海猫ビルヂングを探せ

観光地を舞台に探偵が活躍する、ひとつの様式。内田康夫の浅見光彦シリーズがその典型的な例であって、その舞台をめぐる旅もまた心躍るものとなる。最新作の「北の街物語」のあとがきでは、浅見光彦シリーズとしてのデビュー作、その舞台となった地の書店を内田康夫氏が期待と不安をもって訪れた日のことが紹介されている。

地域性。それが作品に魅力を加える常套手段の一つとなってきたことは間違いない。ただ、そこに平塚市という観光地とはいささか異なるカラーをもつ土地柄の地を選んだ勇気を称えたい。おそらく蛮勇ということにはならず、慧眼、ということに結果的にはなると思う。人気ミステリー作家、東川篤哉の最新作「ライオンの棲む街 ~平塚おんな探偵の事件簿 1~」は、都まんじゅう、梅屋、老郷、といった、平塚市に縁のある人にはわかるソウルフードなどディープでエスノなアイコンが至るところに登場する。知っている人にはたまらない楽しさ。無条件でお勧めします。ただ、東川篤哉氏ご本人が平塚に縁があるわけではなく、編集者が平塚市出身であるから、との説明が湘南ジャーナルのインタビュー記事に紹介されているように、雰囲気は伝わってくるけど、そこに愛憎ごったまぜの感情が滲むわけではない。湘南に関する微妙なセンチメントも、他人事のようにあっさりと、西湘じゃんと喝破しちまうし。妙なこだわりの無さが、しかし本作ではプラスに、カラッと軽快な作風に繋がっていると感じた。平塚アイテムをごっそり「まほろ駅前」の町田市に置き換えても、作品としてやはり成立してしまうだろうね。日帰り観光案内にライトなミステリーをのっけた、そういうイージーな成り立ちを嫌う方もなかにはおられよう。しかしそこはさすがに海千山千の人気作家の味付けがあって、これまでの東川篤哉作品がお好きな向きには、既存作品に負けず劣らずお楽しみになれることでしょう。

さきほどのインタビュー記事で作者本人が指摘しているように、この作品は映像化に適した作だと思う。というより、映像化を強く意識してキャラクター群を生み出していったのではないかと推察する。作品の冒頭、主人公らの探偵事務所が入居する、海猫ビルヂング。競輪場にほど近く、札場町にあるという、一階がラーメン屋さん。パッと思いついたのが、国道129号線に面する店。平塚駅から南東に延びる太い道路と国道129号が鋭角に交差する、その交差点に突きだすように立つ三階建のビル。
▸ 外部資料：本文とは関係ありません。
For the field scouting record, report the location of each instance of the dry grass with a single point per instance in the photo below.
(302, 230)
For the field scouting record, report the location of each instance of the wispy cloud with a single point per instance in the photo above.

住所は平塚市幸町23-24だけど、札場町に面している、あのラーメン屋があるビル。ここはラーメン店の開店と撤退が何度も繰り返されてきた。まだ新しいし、正確にここが海猫ビルヂングというわけでもないが、悪くない近似解でしょう。ここの三階を生野エルザ探偵事務所だと思って、以降読み進めることにした。勝手ながら。
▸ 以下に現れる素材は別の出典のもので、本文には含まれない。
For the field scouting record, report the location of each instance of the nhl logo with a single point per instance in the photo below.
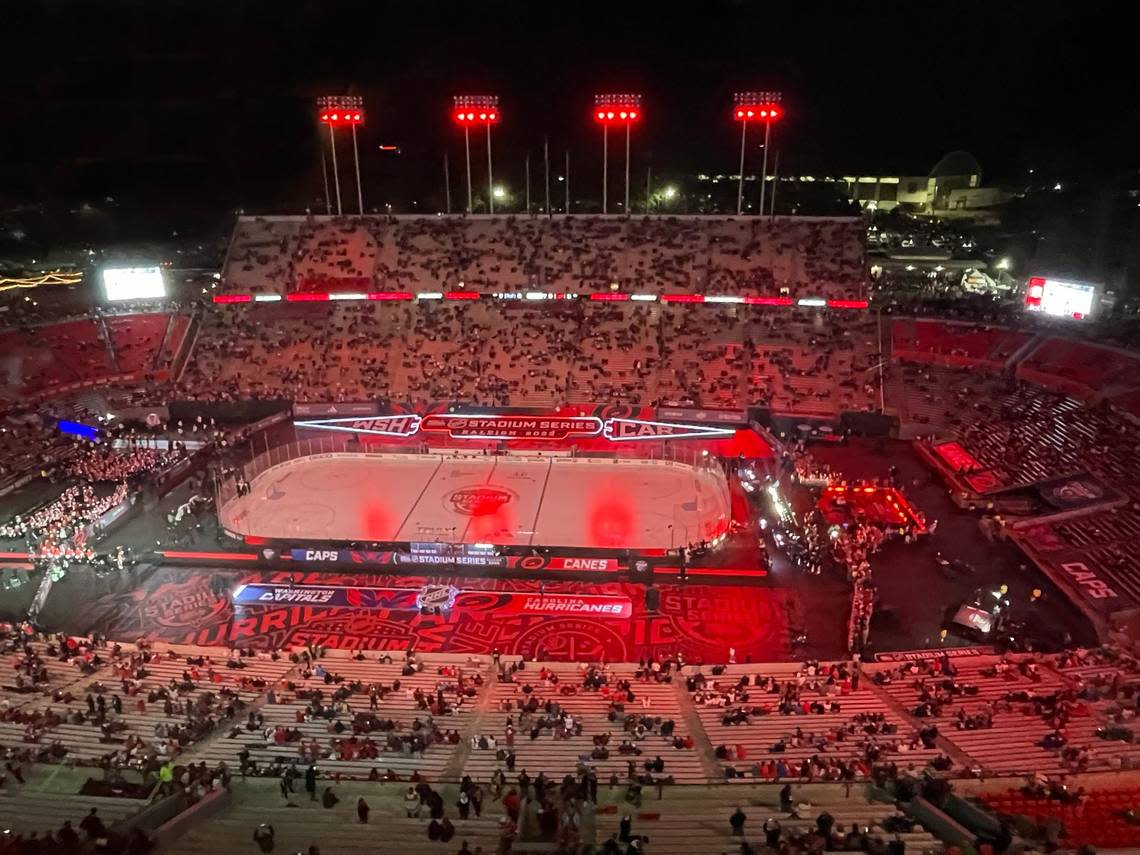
(437, 596)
JR平塚駅を山側に出て駅前ロータリーから北上する道が、さくら通りである。本作にも登場する。平塚警察署からの帰り道、という設定になっている。その平塚警察署は、さくら通りを駅から歩いて15分程のところにあるが、そこに至る間に、市役所があり、消防署があり、博物館があり、総合図書館があり、平塚警察署の隣にはパスポートでお世話になる県の合同庁舎がある。市の機能が集約された拠点の一つとなっている。作品中に登場する、閉店したスーパー、これは、市役所の東側にあった、ダイエーのことだろう。郷愁がそそられるものですな。七夕祭りのことはきっちりと描かれていても、そこに滝口カバンとか鰻の川万が話の途中に出て来るわけでもない。湘南スターモールのことは何度も引き合いに出してるのだから、そこで行われる湘南よさこいも触れて欲しいよなあと思うのだが、あるいはネタ元となっている編集者さんがもう平塚に住んでおられないということか、はたまた、いずれ出版されるであろう第2巻のネタとして温存されているのか。ま、余計なお世話ですがね。

では、探偵たちの行路上にもある平塚総合図書館まで散歩がてら行って、この本を借りて読みましょう、そういう楽しみは来年までとっときましょうね。何しろ、平塚図書館では予約が今現在143件で堂々のベスト10入り。相撲川と呼ばれた相模川を挟んで東に隣接する茅ヶ崎市図書館では25人、西の大磯町図書館では30人待ち。ちなみに、茅ヶ崎よりさらに東の藤沢市図書館ではまだ所蔵無しって、あれれ、妙な空気を感じなくもないですよ。